My fingers for reference.

 

But the true jaw-dropper, even for someone who's been into 3D printing as long as I have, is when the patterns come in. The nozzle lays down microscopic lines of plastic with a speed and precision that evolution itself should be jealous of -- most of the time, you literally can't see the print head moving: you only can hear the vibrations. The motion belts and pulleys barely even twitch in one direction before snapping around to twitch in the other direction, a true tribute the stepper motors' microstepping abilities.

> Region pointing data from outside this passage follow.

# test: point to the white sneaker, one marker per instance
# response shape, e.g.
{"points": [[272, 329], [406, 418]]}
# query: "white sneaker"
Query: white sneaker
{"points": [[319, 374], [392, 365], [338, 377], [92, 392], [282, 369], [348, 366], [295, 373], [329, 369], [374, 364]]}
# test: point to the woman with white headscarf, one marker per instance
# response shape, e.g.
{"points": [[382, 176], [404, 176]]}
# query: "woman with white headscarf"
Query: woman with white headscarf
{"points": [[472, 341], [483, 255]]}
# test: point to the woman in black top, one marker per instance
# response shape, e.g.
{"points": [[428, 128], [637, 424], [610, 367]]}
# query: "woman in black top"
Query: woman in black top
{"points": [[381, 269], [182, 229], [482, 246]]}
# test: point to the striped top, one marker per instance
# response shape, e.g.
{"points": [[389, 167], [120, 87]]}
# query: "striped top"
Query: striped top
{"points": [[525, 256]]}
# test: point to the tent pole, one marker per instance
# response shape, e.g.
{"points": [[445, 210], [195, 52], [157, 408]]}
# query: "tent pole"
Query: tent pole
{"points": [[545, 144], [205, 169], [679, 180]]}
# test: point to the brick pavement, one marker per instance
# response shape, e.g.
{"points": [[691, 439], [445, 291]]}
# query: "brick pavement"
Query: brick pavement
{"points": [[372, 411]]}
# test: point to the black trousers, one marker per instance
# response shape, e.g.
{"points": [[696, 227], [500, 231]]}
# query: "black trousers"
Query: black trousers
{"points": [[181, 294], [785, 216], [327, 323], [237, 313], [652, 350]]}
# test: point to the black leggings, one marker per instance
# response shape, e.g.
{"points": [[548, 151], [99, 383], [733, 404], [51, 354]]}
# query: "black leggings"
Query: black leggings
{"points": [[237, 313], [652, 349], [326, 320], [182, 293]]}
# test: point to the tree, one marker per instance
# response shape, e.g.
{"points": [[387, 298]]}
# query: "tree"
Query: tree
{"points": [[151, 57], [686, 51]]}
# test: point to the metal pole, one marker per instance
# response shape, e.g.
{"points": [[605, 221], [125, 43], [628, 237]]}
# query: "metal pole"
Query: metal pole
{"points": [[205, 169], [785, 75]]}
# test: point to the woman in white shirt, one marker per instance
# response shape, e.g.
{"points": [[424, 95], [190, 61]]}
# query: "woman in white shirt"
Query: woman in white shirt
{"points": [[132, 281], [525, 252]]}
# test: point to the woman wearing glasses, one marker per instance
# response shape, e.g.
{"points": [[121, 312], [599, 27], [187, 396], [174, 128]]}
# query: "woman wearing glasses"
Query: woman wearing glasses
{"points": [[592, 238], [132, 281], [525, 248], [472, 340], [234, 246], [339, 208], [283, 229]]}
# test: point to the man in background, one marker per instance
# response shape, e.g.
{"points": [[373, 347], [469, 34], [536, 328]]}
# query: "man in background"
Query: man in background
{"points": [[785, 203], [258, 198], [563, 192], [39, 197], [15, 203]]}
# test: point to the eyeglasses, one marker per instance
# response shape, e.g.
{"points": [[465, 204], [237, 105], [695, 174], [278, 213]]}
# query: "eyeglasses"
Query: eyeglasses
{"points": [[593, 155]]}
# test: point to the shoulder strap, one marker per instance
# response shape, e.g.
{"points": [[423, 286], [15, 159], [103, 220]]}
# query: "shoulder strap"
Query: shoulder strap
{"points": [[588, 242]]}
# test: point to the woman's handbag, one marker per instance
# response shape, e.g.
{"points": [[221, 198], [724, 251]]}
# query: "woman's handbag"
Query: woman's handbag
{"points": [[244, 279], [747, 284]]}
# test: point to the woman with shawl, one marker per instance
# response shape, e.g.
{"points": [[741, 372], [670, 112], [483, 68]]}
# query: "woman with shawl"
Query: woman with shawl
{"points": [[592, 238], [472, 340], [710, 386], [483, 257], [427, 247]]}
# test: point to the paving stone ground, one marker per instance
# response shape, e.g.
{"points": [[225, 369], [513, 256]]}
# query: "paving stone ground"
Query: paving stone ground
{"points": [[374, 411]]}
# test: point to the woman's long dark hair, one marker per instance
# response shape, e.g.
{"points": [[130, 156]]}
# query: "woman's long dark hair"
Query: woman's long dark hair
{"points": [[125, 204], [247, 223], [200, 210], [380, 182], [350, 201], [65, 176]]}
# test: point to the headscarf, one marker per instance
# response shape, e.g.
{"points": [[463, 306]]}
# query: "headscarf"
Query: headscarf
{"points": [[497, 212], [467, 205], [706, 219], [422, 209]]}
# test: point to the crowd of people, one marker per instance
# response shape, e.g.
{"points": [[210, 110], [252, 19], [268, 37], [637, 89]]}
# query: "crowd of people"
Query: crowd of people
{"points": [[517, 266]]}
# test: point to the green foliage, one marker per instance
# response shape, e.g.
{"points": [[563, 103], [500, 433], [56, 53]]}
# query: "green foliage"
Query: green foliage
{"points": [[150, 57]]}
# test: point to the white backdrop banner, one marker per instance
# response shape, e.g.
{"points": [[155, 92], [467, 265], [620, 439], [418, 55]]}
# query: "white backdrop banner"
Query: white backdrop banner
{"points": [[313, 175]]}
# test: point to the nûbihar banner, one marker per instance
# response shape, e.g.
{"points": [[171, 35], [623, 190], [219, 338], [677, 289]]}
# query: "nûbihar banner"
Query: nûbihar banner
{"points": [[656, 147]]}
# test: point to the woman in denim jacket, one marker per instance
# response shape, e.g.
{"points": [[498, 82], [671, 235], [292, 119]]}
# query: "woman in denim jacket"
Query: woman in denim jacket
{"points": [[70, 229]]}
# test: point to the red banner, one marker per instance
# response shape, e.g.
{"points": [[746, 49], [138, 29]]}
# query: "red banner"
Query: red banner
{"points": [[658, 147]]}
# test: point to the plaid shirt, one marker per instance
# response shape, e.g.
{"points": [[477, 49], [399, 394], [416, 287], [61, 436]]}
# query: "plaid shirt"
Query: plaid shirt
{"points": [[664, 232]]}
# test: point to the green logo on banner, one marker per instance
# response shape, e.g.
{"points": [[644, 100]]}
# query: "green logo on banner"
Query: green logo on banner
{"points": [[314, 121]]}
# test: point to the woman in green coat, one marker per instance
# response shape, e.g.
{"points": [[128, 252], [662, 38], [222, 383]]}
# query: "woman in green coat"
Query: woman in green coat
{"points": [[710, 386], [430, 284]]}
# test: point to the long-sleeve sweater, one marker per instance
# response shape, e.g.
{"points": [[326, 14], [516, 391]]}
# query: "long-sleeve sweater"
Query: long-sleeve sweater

All the while, don't forget that fractal pyramids have a continuous cross-section, so after laying down the initial layers, the print head can just spiral up the model in vase mode (spiralize the outer contour in Cura). Sure, there's a blob of plastic at the peak of the pyramid, but you can't blame some plastic for leaking out when the printhead paused at the end of the print. I mean, that peak is tiny.

 

I think it's rather difficult to describe the sensation of watching a fractal pyramid form, but I hope I got the point across: for those of you who've been printing nothing but functional designs for a long while, this is going to make you appreciate your printer again. It's something you have to see to believe.